Damiano and Biagio have been producing and painting these carts for 40 years collectively and feel called to promote their know-how and tradition. “We’re proud of our craft because it’s something that was passed down to us orally. Producing Sicilian Carts isn’t something you learn at school, from a book or online. It’s something that you learn from a maestro by training in his workshop,” explains Damiano.
100 years ago, the cart owner was a worldly businessman. Traveling for work was dangerous, but prestigious, so the cart was a status symbol that demonstrated the cart owner’s professionalism and financial success. The more intricate the paintings, the more the businessman had invested in a talented craftsman. “The cart was also a source of pride for the painter, who could demonstrate his talents to the world beyond his town,” says Damiano.
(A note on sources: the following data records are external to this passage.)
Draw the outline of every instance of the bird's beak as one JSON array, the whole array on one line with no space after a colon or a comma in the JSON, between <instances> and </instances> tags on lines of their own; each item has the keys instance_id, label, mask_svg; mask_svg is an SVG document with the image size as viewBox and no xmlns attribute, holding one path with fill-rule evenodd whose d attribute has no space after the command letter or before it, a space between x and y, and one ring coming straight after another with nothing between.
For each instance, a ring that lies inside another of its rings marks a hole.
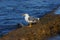
<instances>
[{"instance_id":1,"label":"bird's beak","mask_svg":"<svg viewBox=\"0 0 60 40\"><path fill-rule=\"evenodd\" d=\"M22 16L25 16L24 14L22 14Z\"/></svg>"}]
</instances>

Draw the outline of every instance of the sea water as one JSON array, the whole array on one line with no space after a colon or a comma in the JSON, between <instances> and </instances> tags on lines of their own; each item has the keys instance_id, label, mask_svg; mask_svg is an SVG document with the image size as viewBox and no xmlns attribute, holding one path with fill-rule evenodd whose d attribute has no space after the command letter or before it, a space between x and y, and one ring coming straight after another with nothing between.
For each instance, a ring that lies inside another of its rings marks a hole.
<instances>
[{"instance_id":1,"label":"sea water","mask_svg":"<svg viewBox=\"0 0 60 40\"><path fill-rule=\"evenodd\" d=\"M27 25L21 15L42 17L60 5L60 0L0 0L0 35L17 28L18 23Z\"/></svg>"}]
</instances>

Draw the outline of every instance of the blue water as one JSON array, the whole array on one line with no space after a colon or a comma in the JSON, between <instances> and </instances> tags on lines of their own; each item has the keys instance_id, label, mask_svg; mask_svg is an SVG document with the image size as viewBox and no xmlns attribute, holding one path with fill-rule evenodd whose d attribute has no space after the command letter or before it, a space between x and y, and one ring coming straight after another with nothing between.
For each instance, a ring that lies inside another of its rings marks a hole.
<instances>
[{"instance_id":1,"label":"blue water","mask_svg":"<svg viewBox=\"0 0 60 40\"><path fill-rule=\"evenodd\" d=\"M17 28L18 23L27 25L22 13L42 17L60 5L60 0L0 0L0 35Z\"/></svg>"}]
</instances>

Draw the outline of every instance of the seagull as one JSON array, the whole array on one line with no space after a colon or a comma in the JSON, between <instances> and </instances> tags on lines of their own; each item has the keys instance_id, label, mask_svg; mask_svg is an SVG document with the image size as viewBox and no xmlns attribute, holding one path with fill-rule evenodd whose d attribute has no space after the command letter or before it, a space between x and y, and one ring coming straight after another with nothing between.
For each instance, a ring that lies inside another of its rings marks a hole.
<instances>
[{"instance_id":1,"label":"seagull","mask_svg":"<svg viewBox=\"0 0 60 40\"><path fill-rule=\"evenodd\" d=\"M32 27L32 23L36 23L40 18L30 16L28 13L23 14L25 21L29 23L29 27Z\"/></svg>"}]
</instances>

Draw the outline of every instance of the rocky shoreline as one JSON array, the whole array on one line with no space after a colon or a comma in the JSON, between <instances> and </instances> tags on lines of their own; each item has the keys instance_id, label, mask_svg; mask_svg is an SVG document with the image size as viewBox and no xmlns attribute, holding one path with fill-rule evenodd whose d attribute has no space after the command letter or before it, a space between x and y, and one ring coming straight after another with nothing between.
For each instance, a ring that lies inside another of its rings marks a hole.
<instances>
[{"instance_id":1,"label":"rocky shoreline","mask_svg":"<svg viewBox=\"0 0 60 40\"><path fill-rule=\"evenodd\" d=\"M47 14L37 24L18 28L4 35L0 40L47 40L60 34L60 15Z\"/></svg>"}]
</instances>

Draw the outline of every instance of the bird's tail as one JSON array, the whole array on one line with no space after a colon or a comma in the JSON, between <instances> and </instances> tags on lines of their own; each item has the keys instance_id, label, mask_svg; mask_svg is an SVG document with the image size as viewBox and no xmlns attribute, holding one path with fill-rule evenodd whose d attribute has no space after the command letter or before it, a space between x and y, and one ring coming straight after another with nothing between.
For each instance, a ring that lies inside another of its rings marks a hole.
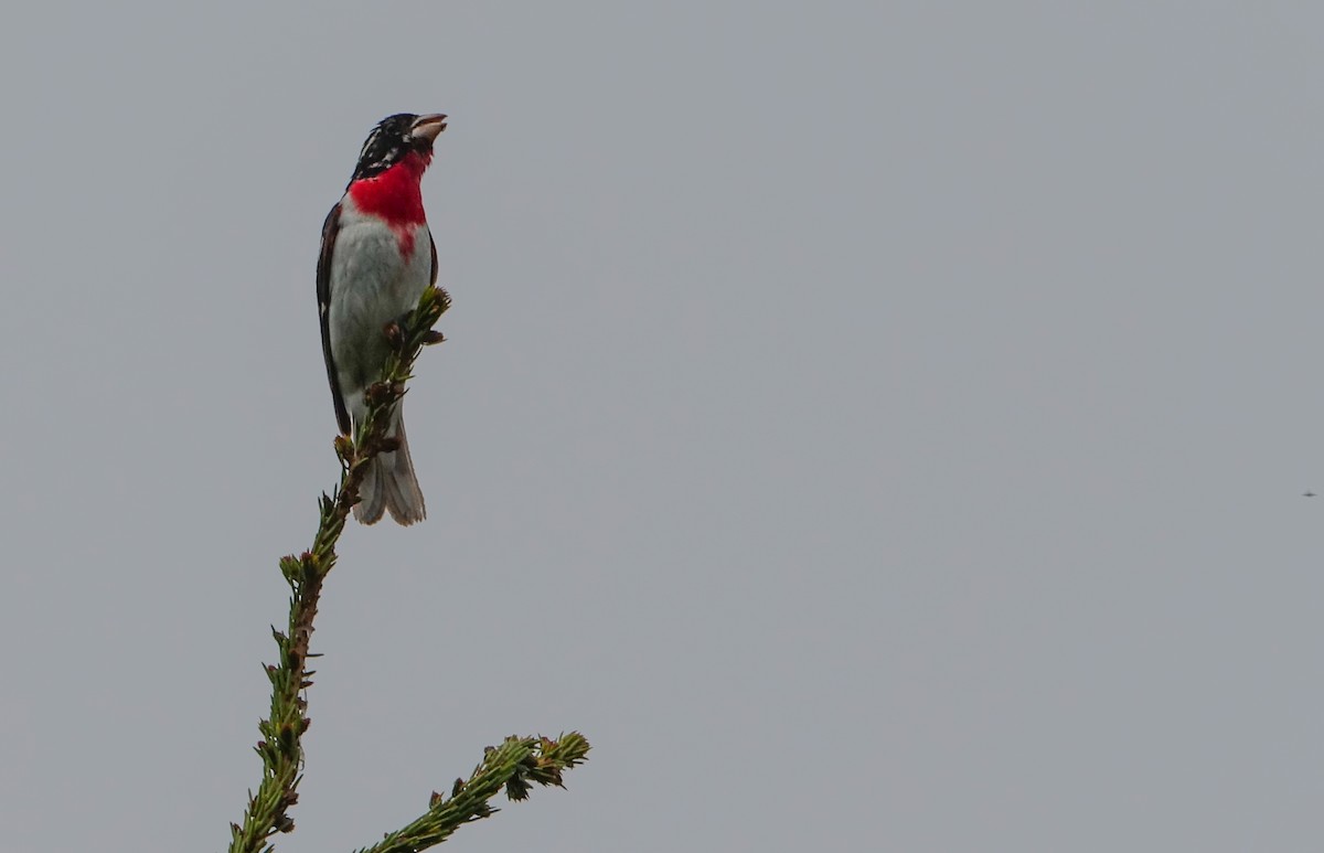
<instances>
[{"instance_id":1,"label":"bird's tail","mask_svg":"<svg viewBox=\"0 0 1324 853\"><path fill-rule=\"evenodd\" d=\"M391 453L381 453L372 460L359 483L359 503L354 506L354 517L361 525L376 525L383 511L391 513L397 525L409 526L428 517L422 502L422 489L413 473L413 460L409 458L409 442L405 440L402 403L396 404L391 416L387 436L400 440L400 446Z\"/></svg>"}]
</instances>

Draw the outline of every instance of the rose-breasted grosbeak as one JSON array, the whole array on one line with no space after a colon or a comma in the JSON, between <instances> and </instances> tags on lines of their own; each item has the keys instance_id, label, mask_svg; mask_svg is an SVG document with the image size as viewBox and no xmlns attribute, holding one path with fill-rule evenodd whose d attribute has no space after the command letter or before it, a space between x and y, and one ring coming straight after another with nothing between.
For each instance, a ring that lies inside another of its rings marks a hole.
<instances>
[{"instance_id":1,"label":"rose-breasted grosbeak","mask_svg":"<svg viewBox=\"0 0 1324 853\"><path fill-rule=\"evenodd\" d=\"M318 314L342 433L367 413L364 391L380 379L391 347L387 325L412 310L437 281L437 246L418 181L432 163L432 143L445 128L445 115L401 113L381 119L322 226ZM387 428L400 446L377 456L359 486L354 517L364 525L376 523L384 510L401 525L426 515L400 408L397 403Z\"/></svg>"}]
</instances>

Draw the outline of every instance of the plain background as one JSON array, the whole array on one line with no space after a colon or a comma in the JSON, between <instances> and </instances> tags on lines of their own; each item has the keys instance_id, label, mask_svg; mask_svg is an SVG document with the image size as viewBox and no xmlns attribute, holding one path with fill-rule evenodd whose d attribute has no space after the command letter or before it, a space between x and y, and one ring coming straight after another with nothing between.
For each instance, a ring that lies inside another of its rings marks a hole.
<instances>
[{"instance_id":1,"label":"plain background","mask_svg":"<svg viewBox=\"0 0 1324 853\"><path fill-rule=\"evenodd\" d=\"M83 4L0 30L0 827L220 850L335 478L312 270L445 111L428 522L352 527L281 850L1305 850L1324 11Z\"/></svg>"}]
</instances>

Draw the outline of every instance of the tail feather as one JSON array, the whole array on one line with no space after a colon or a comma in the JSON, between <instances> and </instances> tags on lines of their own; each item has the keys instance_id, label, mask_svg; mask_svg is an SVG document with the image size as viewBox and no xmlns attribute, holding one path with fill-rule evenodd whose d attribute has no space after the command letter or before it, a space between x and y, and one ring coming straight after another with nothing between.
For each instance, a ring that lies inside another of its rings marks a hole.
<instances>
[{"instance_id":1,"label":"tail feather","mask_svg":"<svg viewBox=\"0 0 1324 853\"><path fill-rule=\"evenodd\" d=\"M354 517L363 525L376 525L383 511L391 513L397 525L409 526L428 517L422 501L422 489L414 476L413 460L409 457L409 441L405 437L404 415L397 404L392 416L388 436L400 440L400 448L377 456L368 465L363 482L359 485L359 503Z\"/></svg>"}]
</instances>

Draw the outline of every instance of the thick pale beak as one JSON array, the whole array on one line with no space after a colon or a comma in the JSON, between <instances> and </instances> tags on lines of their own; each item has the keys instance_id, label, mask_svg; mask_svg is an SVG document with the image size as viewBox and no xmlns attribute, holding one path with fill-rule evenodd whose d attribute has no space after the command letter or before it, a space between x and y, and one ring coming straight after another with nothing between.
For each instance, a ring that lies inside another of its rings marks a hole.
<instances>
[{"instance_id":1,"label":"thick pale beak","mask_svg":"<svg viewBox=\"0 0 1324 853\"><path fill-rule=\"evenodd\" d=\"M437 134L446 130L446 117L441 113L434 113L432 115L420 115L414 119L413 127L409 128L409 135L414 139L426 139L432 142L437 138Z\"/></svg>"}]
</instances>

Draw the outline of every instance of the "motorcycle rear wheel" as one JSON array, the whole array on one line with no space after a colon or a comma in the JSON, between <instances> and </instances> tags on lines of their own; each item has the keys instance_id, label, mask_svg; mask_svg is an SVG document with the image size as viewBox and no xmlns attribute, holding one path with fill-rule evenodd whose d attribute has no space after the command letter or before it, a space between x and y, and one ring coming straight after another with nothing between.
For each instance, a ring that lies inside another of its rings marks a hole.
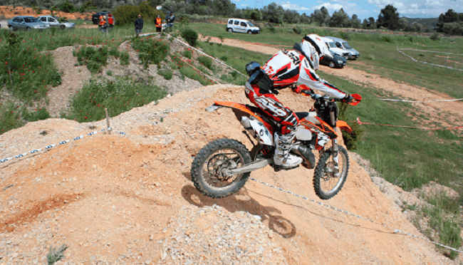
<instances>
[{"instance_id":1,"label":"motorcycle rear wheel","mask_svg":"<svg viewBox=\"0 0 463 265\"><path fill-rule=\"evenodd\" d=\"M192 181L203 194L212 198L230 196L241 189L249 172L230 177L223 175L227 169L251 162L249 151L236 140L214 140L199 150L192 164Z\"/></svg>"},{"instance_id":2,"label":"motorcycle rear wheel","mask_svg":"<svg viewBox=\"0 0 463 265\"><path fill-rule=\"evenodd\" d=\"M326 150L320 157L313 175L315 193L321 199L333 197L342 189L349 171L349 157L345 148L338 145L339 177L333 172L333 160L331 149Z\"/></svg>"}]
</instances>

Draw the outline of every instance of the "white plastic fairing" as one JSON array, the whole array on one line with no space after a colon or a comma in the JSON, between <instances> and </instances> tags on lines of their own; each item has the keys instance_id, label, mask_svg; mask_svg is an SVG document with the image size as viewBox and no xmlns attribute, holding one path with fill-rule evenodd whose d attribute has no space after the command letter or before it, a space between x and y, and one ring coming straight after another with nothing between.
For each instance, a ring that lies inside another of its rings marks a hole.
<instances>
[{"instance_id":1,"label":"white plastic fairing","mask_svg":"<svg viewBox=\"0 0 463 265\"><path fill-rule=\"evenodd\" d=\"M259 142L262 145L274 145L274 137L269 130L262 123L255 118L252 118L252 116L251 117L249 124L254 130L254 132L256 132L256 136L257 136Z\"/></svg>"},{"instance_id":2,"label":"white plastic fairing","mask_svg":"<svg viewBox=\"0 0 463 265\"><path fill-rule=\"evenodd\" d=\"M310 141L312 140L312 132L303 126L299 126L296 132L296 139L301 141Z\"/></svg>"}]
</instances>

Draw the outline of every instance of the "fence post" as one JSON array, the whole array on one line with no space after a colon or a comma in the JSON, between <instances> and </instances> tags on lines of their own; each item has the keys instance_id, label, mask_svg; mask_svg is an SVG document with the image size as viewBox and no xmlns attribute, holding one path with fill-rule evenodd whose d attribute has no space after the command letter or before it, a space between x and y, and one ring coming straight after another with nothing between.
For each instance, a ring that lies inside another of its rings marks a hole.
<instances>
[{"instance_id":1,"label":"fence post","mask_svg":"<svg viewBox=\"0 0 463 265\"><path fill-rule=\"evenodd\" d=\"M108 128L110 128L111 125L109 123L109 115L108 115L108 109L105 108L105 112L106 113L106 125L108 125ZM108 130L108 134L111 135L111 130Z\"/></svg>"}]
</instances>

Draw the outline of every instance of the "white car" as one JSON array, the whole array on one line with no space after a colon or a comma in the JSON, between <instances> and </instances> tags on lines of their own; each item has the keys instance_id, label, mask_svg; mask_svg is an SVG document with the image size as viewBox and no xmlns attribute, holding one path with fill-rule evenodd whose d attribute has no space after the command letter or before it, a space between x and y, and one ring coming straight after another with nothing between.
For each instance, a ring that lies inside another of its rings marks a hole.
<instances>
[{"instance_id":1,"label":"white car","mask_svg":"<svg viewBox=\"0 0 463 265\"><path fill-rule=\"evenodd\" d=\"M41 16L37 18L38 21L45 23L53 28L58 28L59 29L64 29L66 28L76 28L76 24L71 22L60 23L56 17L51 16Z\"/></svg>"},{"instance_id":2,"label":"white car","mask_svg":"<svg viewBox=\"0 0 463 265\"><path fill-rule=\"evenodd\" d=\"M335 42L329 38L328 37L321 37L321 39L325 41L325 43L328 46L328 48L335 55L344 58L345 60L349 57L349 52L336 46Z\"/></svg>"},{"instance_id":3,"label":"white car","mask_svg":"<svg viewBox=\"0 0 463 265\"><path fill-rule=\"evenodd\" d=\"M241 32L248 34L259 34L261 29L245 19L229 19L227 24L227 31L228 32Z\"/></svg>"},{"instance_id":4,"label":"white car","mask_svg":"<svg viewBox=\"0 0 463 265\"><path fill-rule=\"evenodd\" d=\"M348 53L347 58L348 59L355 60L360 56L360 53L358 51L354 50L353 48L350 47L349 43L348 43L347 41L344 41L343 39L334 37L325 38L331 39L333 43L334 43L333 45L337 48L345 51L345 52ZM331 49L331 48L330 48L330 49Z\"/></svg>"}]
</instances>

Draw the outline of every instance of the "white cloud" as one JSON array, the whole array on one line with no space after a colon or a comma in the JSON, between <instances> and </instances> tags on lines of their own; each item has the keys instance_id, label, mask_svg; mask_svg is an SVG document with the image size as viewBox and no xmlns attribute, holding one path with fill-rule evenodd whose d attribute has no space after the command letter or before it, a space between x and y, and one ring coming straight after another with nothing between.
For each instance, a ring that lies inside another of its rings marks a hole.
<instances>
[{"instance_id":1,"label":"white cloud","mask_svg":"<svg viewBox=\"0 0 463 265\"><path fill-rule=\"evenodd\" d=\"M367 2L379 9L392 4L401 15L425 14L437 16L449 9L454 9L457 12L463 11L462 0L367 0Z\"/></svg>"},{"instance_id":2,"label":"white cloud","mask_svg":"<svg viewBox=\"0 0 463 265\"><path fill-rule=\"evenodd\" d=\"M343 6L339 4L330 4L330 3L324 3L322 4L320 4L318 6L315 6L312 7L312 9L320 9L323 6L325 6L325 8L328 10L339 10L343 8Z\"/></svg>"},{"instance_id":3,"label":"white cloud","mask_svg":"<svg viewBox=\"0 0 463 265\"><path fill-rule=\"evenodd\" d=\"M291 4L289 1L285 2L278 2L276 3L281 6L284 9L289 9L289 10L311 10L311 9L308 9L307 7L304 6L299 6L298 5L296 4Z\"/></svg>"}]
</instances>

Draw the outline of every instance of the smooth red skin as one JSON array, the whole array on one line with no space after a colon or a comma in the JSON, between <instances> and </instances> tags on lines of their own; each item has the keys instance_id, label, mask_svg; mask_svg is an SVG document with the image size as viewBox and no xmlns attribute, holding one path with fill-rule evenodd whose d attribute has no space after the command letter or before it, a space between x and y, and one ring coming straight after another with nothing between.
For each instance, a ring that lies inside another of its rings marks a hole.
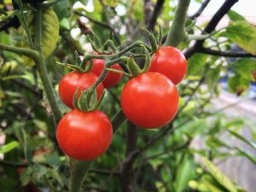
<instances>
[{"instance_id":1,"label":"smooth red skin","mask_svg":"<svg viewBox=\"0 0 256 192\"><path fill-rule=\"evenodd\" d=\"M91 87L98 77L91 72L72 72L65 74L59 86L59 95L64 104L71 109L74 109L73 96L78 87L79 91L78 98L79 98L81 91L86 90ZM99 83L97 87L97 99L102 95L104 87L102 83Z\"/></svg>"},{"instance_id":2,"label":"smooth red skin","mask_svg":"<svg viewBox=\"0 0 256 192\"><path fill-rule=\"evenodd\" d=\"M112 124L101 111L73 110L60 120L56 132L61 150L79 161L91 161L103 154L112 141Z\"/></svg>"},{"instance_id":3,"label":"smooth red skin","mask_svg":"<svg viewBox=\"0 0 256 192\"><path fill-rule=\"evenodd\" d=\"M173 47L162 47L154 56L148 72L165 74L177 85L185 77L187 70L186 58L179 50Z\"/></svg>"},{"instance_id":4,"label":"smooth red skin","mask_svg":"<svg viewBox=\"0 0 256 192\"><path fill-rule=\"evenodd\" d=\"M125 85L121 106L128 120L144 128L168 123L178 110L178 93L174 84L157 72L140 74Z\"/></svg>"},{"instance_id":5,"label":"smooth red skin","mask_svg":"<svg viewBox=\"0 0 256 192\"><path fill-rule=\"evenodd\" d=\"M105 61L103 59L94 58L93 59L93 63L94 66L91 72L99 77L102 72L103 71ZM111 69L121 71L123 70L123 69L118 64L111 66ZM108 72L106 77L105 77L105 80L102 82L104 87L109 88L116 86L120 82L122 77L123 74L121 73Z\"/></svg>"}]
</instances>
Like dialects and traditions, the style of each painted cart varied widely between artists and between towns. But what they had in common was thematic: the carts were painted with stories of heroes or religious figures who conveyed the ideals of chivalry, honor, faith and justice. Orlando Furioso, a Christian knight with an unrequited love for princess Angelica, makes a frequent appearance on the carts as well as in Sicily’s puppet tradition. The carts would be drawn by horses or donkeys similarly outfitted with vibrant details.
Today, the Carretto Siciliano is only used for weddings or folk festivals, though Damiano and Biagio continue to produce them. “As artisans, it’s our job to help preserve and communicate the tradition,” says Damiano. “We invite visitors to tour our bottega, we travel to other workshops to share knowledge, and we go to schools to tell children about our craft. With bright colors and shapes, the carts are a visceral experience that grab your attention – so they’re a great storytelling tool for children.”
In fact, it was a brightly colored Fiat 500 that caught my eye in Ragusa years ago and lured me into Cinabro Carretti’s workshop to learn about this trade. Famed photographer Steve McCurry, too, photographed the artisans at work during one of his trips to the island. Even Dolce & Gabbana, the Italian fashion house that bills itself as a cultural ambassador for Sicily, sought out Damiano and Biagio for a collaboration with Smeg on their “Sicily is my Love” line of kitchen appliances. “From toasters and citrus juicers to mixers and refrigerators, we treated each object as if it were a cart – filling in every empty space with a design,” says Damiano. And they have also designed tins for Fiasconaro’s artisanal panettoni.
“We do this work for passion, because we love the Sicilian cart – we love these colors and this art form. We’re always looking for creative ways to share our heritage with the world,” he adds.